鴫原氏に質問した日本共産党の白石たみお都議によると、鴫原氏は19年10月21日の都議会自民党総会に出席し、当時、同会派幹事長の鈴木章浩都議がパーティー券代金の取り扱いを説明し、ノルマ超過分の取り扱いについても「ご自由にどうぞ」と語ったと証言しました。
また日本共産党都議団が組織的に裏金づくりが行われたことを示すものだとして公表した「“飛躍のつどい”について 10月21日総会時幹事長説明」という内部文書について、「役員会で配られた」「検察から見せられた」と語り、存在を裏付ける証言をしました。
さらに「しんぶん赤旗」日曜版がスクープしたパーティー券の「追加配布リスト」についても、鴫原氏は自身も所持し、検察からも見せられたとし、「都議会自民党政調会の共有サーバーにある」と証言しました。このリストは都議会自民党が政治資金収支報告書への不記載の事実を認めた26人(うち現職都議16人)の他に、少なくとも現職国会議員や都議ら12人(故人を含む)が不記載だったことを示すものです。
自民党都議団はリストについて「怪文書」だとして、存在自体を認めていません。19年当時、会派幹事長で自身も裏金をつくっていた鈴木都議は、4月の参考人招致でノルマ超過分の政治資金収支報告書への不記載について「(報告書に)載せる載せないという話は一切したことがない」と述べ、組織的な裏金づくりを否定していました。
白石氏は「鴫原氏の証言は証拠能力が高い。都議会自民党のこれまでの説明が虚偽であった疑惑が強まった」と指摘。その上で、再招致を拒否した鈴木氏と小宮安里都議の再招致を改めて強く要求。立憲民主党、ミライ会議も再招致を求め、都民ファースト、公明党も反対しませんでした。

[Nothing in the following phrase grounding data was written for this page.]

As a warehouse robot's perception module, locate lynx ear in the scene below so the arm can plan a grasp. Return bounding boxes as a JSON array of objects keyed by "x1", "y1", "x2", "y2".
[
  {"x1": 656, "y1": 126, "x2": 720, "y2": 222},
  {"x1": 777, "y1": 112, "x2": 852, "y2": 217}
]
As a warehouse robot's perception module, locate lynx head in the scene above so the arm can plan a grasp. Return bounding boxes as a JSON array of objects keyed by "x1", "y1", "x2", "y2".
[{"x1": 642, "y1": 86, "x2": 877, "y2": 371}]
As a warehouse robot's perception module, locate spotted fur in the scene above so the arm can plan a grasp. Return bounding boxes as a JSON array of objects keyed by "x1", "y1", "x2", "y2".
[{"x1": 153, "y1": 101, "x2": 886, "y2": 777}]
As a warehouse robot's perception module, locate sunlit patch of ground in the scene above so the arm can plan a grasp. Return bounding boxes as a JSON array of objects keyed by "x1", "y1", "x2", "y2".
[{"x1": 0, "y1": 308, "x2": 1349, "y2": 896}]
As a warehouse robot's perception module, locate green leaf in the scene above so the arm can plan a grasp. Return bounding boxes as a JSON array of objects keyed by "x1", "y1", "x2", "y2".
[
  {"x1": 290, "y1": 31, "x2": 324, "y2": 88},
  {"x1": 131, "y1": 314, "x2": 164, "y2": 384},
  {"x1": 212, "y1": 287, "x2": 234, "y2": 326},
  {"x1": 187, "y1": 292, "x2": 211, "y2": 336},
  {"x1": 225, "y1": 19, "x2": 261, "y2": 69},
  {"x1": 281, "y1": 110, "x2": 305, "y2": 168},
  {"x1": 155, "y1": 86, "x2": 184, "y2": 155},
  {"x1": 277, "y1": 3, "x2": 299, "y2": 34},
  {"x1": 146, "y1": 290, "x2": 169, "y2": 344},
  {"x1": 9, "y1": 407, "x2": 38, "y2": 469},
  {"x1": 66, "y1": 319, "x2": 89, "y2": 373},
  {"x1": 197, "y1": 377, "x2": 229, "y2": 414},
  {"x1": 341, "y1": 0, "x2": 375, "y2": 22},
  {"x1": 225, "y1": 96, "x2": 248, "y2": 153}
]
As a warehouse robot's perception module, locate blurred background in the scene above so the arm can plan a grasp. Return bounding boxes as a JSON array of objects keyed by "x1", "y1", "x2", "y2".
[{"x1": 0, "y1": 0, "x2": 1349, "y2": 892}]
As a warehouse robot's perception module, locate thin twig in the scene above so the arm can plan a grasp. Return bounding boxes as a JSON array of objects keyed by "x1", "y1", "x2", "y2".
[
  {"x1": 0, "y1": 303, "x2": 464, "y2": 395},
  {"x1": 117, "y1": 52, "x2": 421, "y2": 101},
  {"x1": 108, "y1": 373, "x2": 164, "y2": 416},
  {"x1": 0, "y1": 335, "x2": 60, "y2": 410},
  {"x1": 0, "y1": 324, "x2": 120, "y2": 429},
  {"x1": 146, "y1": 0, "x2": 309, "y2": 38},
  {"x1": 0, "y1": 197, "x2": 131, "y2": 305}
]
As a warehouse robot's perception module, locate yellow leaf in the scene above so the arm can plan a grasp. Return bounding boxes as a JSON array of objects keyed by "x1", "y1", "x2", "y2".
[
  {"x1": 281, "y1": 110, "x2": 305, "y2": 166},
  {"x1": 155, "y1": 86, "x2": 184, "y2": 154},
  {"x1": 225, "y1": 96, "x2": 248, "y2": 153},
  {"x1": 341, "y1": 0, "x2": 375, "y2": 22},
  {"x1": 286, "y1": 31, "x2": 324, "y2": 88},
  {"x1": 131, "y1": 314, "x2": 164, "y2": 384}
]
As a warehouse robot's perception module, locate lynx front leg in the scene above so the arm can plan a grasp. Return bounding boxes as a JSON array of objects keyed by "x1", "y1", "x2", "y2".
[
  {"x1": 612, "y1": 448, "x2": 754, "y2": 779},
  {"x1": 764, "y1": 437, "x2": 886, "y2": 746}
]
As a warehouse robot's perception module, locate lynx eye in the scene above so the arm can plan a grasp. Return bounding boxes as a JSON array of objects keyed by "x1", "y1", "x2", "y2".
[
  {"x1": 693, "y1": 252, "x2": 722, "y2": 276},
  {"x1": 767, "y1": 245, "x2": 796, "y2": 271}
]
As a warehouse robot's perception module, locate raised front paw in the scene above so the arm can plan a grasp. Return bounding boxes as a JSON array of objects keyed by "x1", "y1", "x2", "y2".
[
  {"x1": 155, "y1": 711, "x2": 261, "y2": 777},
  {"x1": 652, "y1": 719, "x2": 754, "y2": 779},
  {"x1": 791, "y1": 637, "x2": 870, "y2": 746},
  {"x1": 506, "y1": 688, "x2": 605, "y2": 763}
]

一方、自民党の川松真一朗都議は「鴫原氏が言っていることが全部正しい訳ではない」などと述べ、再招致に否定的な考えを繰り返しました。
白石都議は「どちらが正しいかを確認するためにも再招致が必要だ」と強調。委員会として再招致を求める方向で協議することになりました。

不記載が発覚した2019年12月の政治資金パーティーを巡って鴫原氏は、同委員会の文書質問に対する回答書(5月21日公表)で、同パーティーを前にした10月21日、都議1人当たりパーティー券100枚(200万円分)が渡され、うち50枚分100万円を所定の期日までに会計担当に納めるよう、当時の鈴木幹事長から「説明があった」と回答。
残りの50枚については「各議員の意向に委ねるとの発言があった」「さらに追加分については、会費の半分を納入するよう指示があった」と説明しました。
鴫原氏の証言は「しんぶん赤旗」日曜版や共産党都議団が入手した内部文書の内容とも一致し、その存在と併せて信憑(しんぴょう)性が裏付けられた形です。都議会自民党が説明してきた裏金議員の人数も金額も虚偽だった可能性が濃厚となり、リストを「怪文書」扱いにして逃げ切れる局面にはなくなりました。
鴫原氏の証言が正しくないというのならなおのこと、元幹事長の小宮安里都議が提出すると約束した資料を基に、自ら説明責任を果たすしかありません。